If I haven't told everyone, the skinny is that Chrissy Redden raced mountain bikes professionally for the last 9 years, first with Ritchey, then with Gary Fisher. She was on the Canadian national team for the past 11 years, and was a member of the Olympic team in 1996. In yet another small world example, I just found out today that she was one of the Fisher racers at the Ft. William World Cup race last year, and I remember seeing her.

We were at dinner tonight with a guy that used to run the Fisher team. The two of them were catching up and sharing stories of people they knew and hadn't heard from. It was a Who's Who of the race scene, and it was funny to hear the gasping tales of who's living with whom now, and what the real story is behind that person's departure from that team, etc. etc. There was a lot of name dropping going on, but not at all in the context of 'Oh yes, of course I know so'n'so, but do YOU know la laalaa?'. On the contrary. It was a conversation like most old friends have who share a circle of some sort, and who catch each other up on the happenings of their mutual friends. It just happens that the 'friends' in this conversation are names that appear regularly in cycling publications, and people who are at the top of the sport.

I finished my meal first because I had little to contribute to the conversation.

Sunday, April 03, 2005

Out like a lion

First, a picture of a cute, skipping, wonky lamb:

And now, on to today...

So I'm in Toledo, Ohio. It's between Cleveland, and Chicago and sits on the coast of Lake Erie. It's got a downtown skyline, but really it's a small city. The city's biggest claims to fame are the Toledo Mudhens, a minor league baseball team, and the fact that Max Clinger from M*A*S*H was said to be from here. It was a good enough place to stop for the night though, even though there was still plenty of daylight left. Stopping before midnight on a cross country trip is rare for me, but I had the following things working against me today:

1) Jet lag
2) The clocks moved forward last night
3) It snowed all the way across the State of Pennsylvania, which for those playing along at home is a pretty big State. My north then west route made it probably about 300 miles worth of a big ole snow storm that looked like this from my view:

I was happy to make it this far, and given the fact that I cross a time zone tomorrow, I'll make it to Madison at a reasonable hour.
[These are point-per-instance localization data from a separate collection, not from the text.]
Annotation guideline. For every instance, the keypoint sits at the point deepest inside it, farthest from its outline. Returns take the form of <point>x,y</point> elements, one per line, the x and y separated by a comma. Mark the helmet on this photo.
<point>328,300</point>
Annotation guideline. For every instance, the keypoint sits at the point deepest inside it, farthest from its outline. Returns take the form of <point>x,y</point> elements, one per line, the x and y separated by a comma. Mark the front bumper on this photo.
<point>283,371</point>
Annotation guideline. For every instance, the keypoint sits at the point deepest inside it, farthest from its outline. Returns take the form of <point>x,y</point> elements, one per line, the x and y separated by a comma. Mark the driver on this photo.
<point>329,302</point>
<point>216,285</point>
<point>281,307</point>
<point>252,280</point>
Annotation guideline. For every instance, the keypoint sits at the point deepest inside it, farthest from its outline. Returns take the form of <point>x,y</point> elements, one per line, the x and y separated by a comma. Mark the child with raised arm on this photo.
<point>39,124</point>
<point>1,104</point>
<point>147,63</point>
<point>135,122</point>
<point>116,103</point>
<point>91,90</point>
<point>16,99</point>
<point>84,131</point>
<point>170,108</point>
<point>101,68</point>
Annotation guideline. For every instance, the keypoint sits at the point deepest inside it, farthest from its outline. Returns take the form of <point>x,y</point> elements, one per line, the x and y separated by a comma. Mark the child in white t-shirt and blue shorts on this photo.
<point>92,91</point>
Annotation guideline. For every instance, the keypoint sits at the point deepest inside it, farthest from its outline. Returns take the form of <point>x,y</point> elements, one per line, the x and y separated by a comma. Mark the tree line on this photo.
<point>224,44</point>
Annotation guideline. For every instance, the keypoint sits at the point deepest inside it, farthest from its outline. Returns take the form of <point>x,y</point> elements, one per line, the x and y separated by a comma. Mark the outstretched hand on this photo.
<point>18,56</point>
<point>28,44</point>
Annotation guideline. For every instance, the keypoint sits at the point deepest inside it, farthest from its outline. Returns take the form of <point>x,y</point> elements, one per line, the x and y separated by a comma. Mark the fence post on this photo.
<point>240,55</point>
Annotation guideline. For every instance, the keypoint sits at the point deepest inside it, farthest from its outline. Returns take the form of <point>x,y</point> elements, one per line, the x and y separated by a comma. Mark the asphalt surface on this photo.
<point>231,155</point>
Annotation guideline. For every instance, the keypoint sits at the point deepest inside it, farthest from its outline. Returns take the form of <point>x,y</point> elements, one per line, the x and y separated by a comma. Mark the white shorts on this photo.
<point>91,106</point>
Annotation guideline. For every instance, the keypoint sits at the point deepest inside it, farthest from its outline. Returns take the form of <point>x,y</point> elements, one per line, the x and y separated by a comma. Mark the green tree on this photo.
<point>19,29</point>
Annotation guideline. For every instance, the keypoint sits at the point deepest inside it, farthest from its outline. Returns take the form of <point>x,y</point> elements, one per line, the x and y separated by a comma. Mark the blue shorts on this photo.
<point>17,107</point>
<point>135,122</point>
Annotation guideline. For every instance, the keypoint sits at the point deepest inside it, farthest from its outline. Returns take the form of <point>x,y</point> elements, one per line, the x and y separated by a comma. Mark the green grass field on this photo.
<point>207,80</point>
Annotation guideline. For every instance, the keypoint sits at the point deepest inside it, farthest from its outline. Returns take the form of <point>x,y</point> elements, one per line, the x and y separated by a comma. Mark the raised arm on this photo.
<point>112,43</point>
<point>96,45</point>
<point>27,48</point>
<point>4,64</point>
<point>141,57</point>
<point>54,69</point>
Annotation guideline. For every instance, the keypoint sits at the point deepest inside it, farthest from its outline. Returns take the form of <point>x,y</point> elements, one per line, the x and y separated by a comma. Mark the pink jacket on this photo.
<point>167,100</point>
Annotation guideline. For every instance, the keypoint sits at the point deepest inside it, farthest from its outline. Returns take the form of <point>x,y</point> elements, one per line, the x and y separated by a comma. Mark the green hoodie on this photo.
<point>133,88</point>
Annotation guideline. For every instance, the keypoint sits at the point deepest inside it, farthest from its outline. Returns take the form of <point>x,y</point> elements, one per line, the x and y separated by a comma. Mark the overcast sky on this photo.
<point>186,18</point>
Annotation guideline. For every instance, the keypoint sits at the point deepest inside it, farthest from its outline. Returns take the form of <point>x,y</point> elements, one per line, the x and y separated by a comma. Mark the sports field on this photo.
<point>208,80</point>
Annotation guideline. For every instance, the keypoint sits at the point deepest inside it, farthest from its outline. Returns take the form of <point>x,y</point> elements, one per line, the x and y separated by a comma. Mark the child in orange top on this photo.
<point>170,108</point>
I read RHS' blog this morning before I left, and he said something that I understood, but in a slightly different context. In his case, driving helped him to clear the fog he was feeling when he left Vienna. For me, every mile I drive west is a reminder that I'm getting further away from a place I really want to be. It doesn't escape me how much of a broken record I am about this. Perhaps I'll feel less of a need to talk about it out loud as the summer progresses.

Chipps told me once that I'd adjust to life back in the States. Actually, I hope not.